Fig. 8: Methods to be executed based on command
This RAT has a hardcoded IP address of the C&C server with five predefined ports (3368, 6728, 15418, 8822, 13618). It tries to connect to the IP with each port, one by one. Upon successful connection, it reads the command from the C&C server and performs that activity.
Fig. 9: IP configuration
The RAT uses a custom protocol for its C&C communications. Each request and response starts with a size of command or data, which is 5 bytes in length.

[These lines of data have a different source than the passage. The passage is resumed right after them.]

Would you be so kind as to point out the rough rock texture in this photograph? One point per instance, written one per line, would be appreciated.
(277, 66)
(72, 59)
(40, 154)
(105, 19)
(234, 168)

Fig. 10: Crimson RAT TCP communication
The observed indicators in this attack were successfully blocked by the Zscaler Cloud Sandbox service.
Fig. 11: Zscaler Cloud Sandbox report for Campaign 1 PE file
Fig 12: Zscaler Cloud Sandbox report for Campaign 2 DOC file
In addition to sandbox detections, Zscaler’s layered cloud security solution detects indicators at various levels. The threat IDs below are Cloud IPS signatures, which enable detection of the Crimson RAT C&C traffic.
Threat actors continue to use RATs in various targeted attacks to exfiltrate data from victims. In this case, an Indian financial institution was targeted with a spear-phishing email containing a malicious DOC file or malicious executable, and the payload dropped in the attack was Crimson RAT. We always advise users to avoid executing files attached to emails and to disable macros for Word documents. In addition, because the Crimson RAT's C&C communications were not typical HTTP communications, we recommend the use of a strong outbound firewall and IPS to prevent data exfiltration.